Между тем, Миккельсену удалось напасть на след погибшего Эриксена и найти его путевые записки, представляющие громадную ценность для географии Гренландии. Дальше разыскивать следы погибших они не могли, потому что надо было подумать о возвращении прежде, чем дорога окончательно станет непроходимой. Но силы путешественников были подорваны вследствие перенесенных трудностей во время их странствования, кроме того, у них почти не оставалось съестных припасов, и все свои надежды они возлагали на склады, оставленные их предшественниками. Но тут их ждало горькое разочарование. Едва волоча ноги, со страшными усилиями они дотащились, наконец, через полгода с большим запозданием к острову Шаннон, к тому месту, где оставили яхту, но там они нашли лишь груду обломков после затонувшей яхты. К счастью, все-таки они нашли на берегу оставленный их товарищами склад припасов. Восстановив свои силы, они стали готовиться к зимовке в хижине, построенной их товарищами перед отъездом. Они надеялись, что летом явится какой-нибудь корабль к их берегам, и они будут спасены. Устроившись в своей жалкой хижине, они провели в ней долгую зимнюю полярную ночь, поддерживаемые надеждой на избавление. Но прошла зима, прошло лето, а ни один корабль не подошел к берегу. Ничто не нарушало томительного однообразного хода времени в ледяной пустыне. Наступила вторая зима, и постепенно у них исчезла всякая надежда на спасение. О мучениях, испытанных ими, Миккельсен рассказывает следующее:

«Распухшие ноги сильно болели, и ходьба нам причиняла неимоверные мучения. Но еще больше мучений причинял нам голод. Я ни о чем другом не мог думать, как только о еде. Сначала с тоской вспоминал разные вкусные кушанья, которые ел когда-то, затем мысль о бутерброде заслонила все. Почему именно моему голодному воображению рисовался гигантский бутерброд — я не знаю. Перед этим я мечтал о бифштексе, который тоже представлялся мне огромных, небывалых размеров. Моя фантазия разыгрывалась. Я вспомнил остатки съестных припасов, которые отдавались обыкновенно нищим. Я готов был отдать годы моей жизни, чтобы получить их в эту минуту, и воспоминание о них приводило меня в бешенство. Я думал также о маленьких пакетиках с завтраком, которые брал с собой в школу, и это воспоминание до такой степени овладевало мной, что я совершенно забывал, где нахожусь, и воображал, что иду по улицам Копенгагена. Я искал глазами также пакеты, которые в детстве мне случалось видеть валяющимися на улице, если кто-нибудь из школьников терял их. И вдруг я действительно увидел то, что искал — маленький белый пакет. Конечно, там должен заключаться бутерброд!.. Я бросился, чтобы схватить его, и… наткнулся на камень, о который больно ушиб ногу. Это вернуло меня к действительности. Я вспомнил, что я не в Копенгагене, а в Гренландии и бесконечно далеко от всяких бутербродов!..

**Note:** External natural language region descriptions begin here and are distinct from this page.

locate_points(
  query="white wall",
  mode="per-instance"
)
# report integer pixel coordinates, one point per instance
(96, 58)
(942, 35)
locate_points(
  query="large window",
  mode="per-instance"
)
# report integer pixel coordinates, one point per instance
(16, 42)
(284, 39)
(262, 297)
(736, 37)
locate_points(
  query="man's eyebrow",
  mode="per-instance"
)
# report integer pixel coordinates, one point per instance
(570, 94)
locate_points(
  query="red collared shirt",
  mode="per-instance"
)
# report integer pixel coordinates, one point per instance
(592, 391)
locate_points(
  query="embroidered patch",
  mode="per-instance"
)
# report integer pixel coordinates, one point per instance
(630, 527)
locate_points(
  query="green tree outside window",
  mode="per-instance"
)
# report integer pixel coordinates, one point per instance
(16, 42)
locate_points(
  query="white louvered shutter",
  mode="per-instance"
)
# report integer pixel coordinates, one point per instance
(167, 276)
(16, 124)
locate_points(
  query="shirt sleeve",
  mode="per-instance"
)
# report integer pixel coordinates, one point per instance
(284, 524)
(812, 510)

Иверсен с удивлением смотрел, что я часто уклонялся с нашей дороги в сторону и нагибался к какому-нибудь белому камешку. Это происходило от того, что мне все мерещились белые пакетики с бутербродами. Но и Иверсену было не лучше, чем мне. Я видел несколько раз, что он останавливался, вынимал бинокль и смотрел вдаль. Я спрашивал его, что он видит, и он отвечал мне, что ему показался вдали ящик с съестными припасами. Но это был только камень! Скоро я перестал даже его спрашивать, так как прекрасно знал, что ему представляется.

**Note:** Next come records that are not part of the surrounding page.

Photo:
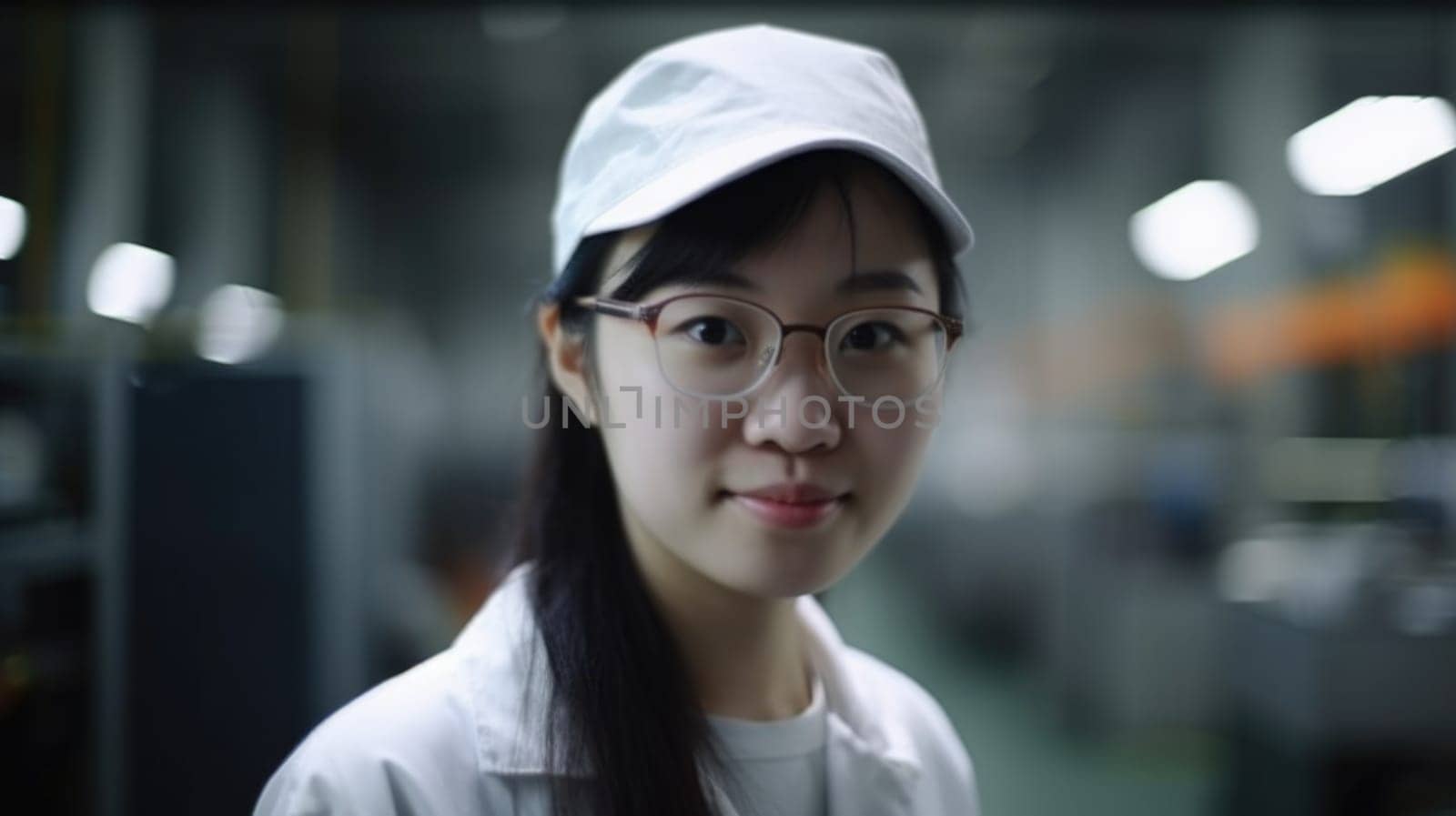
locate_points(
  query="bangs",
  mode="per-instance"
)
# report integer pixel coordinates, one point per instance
(703, 240)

Мы проходили по таким местам, где нам встречались следы прежних стоянок и валялись откупоренные жестянки, но мы тщетно искали каких-нибудь остатков. У Иверсена так сильно болели ноги, что эта боль заставляла его забывать о голоде, но я думал за нас двоих. Быстро наступающая темнота еще усиливала мои страдания. Я еле передвигал ноги и шел в полусознательном состоянии. Только когда мне казалось, что я вижу вдали мыс Семнадцати километров, где должен был находиться склад, то во мне пробуждалась энергия. Я ускорял шаги, думая о запасах, которые там находятся. Но все мысы были похожи один на другой, и вскоре я убеждался в своей ошибке!

Везде мы встречали следы пребывания людей, то древние следы из времен эскимосов, то позднейшие следы датской экспедиции. Но все наши поиски чего-нибудь съестного оставались без результата. Мы знали прекрасно, что во время санных экспедиций никогда не забывают припасов, и, все-таки, мы не могли удержаться и постоянно искали чего-нибудь, переворачивая жестянки и осматривая все камешки, не завалился ли куда-нибудь кусочек сухаря.

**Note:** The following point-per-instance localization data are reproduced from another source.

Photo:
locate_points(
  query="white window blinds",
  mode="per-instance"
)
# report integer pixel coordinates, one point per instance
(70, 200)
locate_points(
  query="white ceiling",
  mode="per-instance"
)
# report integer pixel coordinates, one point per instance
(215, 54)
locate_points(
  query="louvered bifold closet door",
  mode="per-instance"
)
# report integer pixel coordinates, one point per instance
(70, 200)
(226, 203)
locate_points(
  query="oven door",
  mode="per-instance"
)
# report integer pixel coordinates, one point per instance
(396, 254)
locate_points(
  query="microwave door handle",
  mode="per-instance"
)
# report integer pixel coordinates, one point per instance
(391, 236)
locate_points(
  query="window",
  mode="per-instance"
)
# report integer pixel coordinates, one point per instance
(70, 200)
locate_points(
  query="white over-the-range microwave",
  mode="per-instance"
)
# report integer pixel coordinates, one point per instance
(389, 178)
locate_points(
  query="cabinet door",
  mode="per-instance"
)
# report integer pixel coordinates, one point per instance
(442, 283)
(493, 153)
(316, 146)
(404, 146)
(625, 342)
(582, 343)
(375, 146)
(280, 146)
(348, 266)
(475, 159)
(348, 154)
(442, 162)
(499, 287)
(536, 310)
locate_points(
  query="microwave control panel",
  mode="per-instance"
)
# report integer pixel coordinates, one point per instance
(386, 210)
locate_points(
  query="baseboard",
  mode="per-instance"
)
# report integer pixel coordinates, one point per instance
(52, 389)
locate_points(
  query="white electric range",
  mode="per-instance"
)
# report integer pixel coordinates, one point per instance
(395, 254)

Мы проходили один мыс за другим. Все так похожи друг на друга, что, в конце концов, мы совершенно запутались.

В одну ночь, когда мы улеглись прямо на холодной земле, под защитой камней, тесно прижавшись друг к другу, чтобы согреться, Иверсен вдруг разбудил меня. Он не мог спать от боли в ноге, и поэтому ощущал холод сильнее, чем я. Мне не хотелось вставать, но он умолял меня идти, несмотря на темноту. Было холодно, 15 градусов, и дул довольно сильный ветер. Небо со своими бесчисленными сверкающими звездами казалось мне холоднее, чем когда-либо. Совсем низко над южным горизонтом стояла луна, красная и холодная. Жутко было здесь, с этим нельзя было не согласиться, но мысль идти в такой ужасной темноте, когда ничего нельзя было рассмотреть в десяти шагах, просто приводила меня в содрогание. Однако, Иверсену было хуже, и я замечал, что под влиянием боли в ноге, холода, голода и усталости, ум его слегка помутился. У него была только одна мысль: идти вперед, все вперед! Он умолял меня: „Пойдем совсем тихо, но все-таки будем идти дальше!..“ И мы пошли, спотыкаясь в темноте и ощупывая дорогу палкой…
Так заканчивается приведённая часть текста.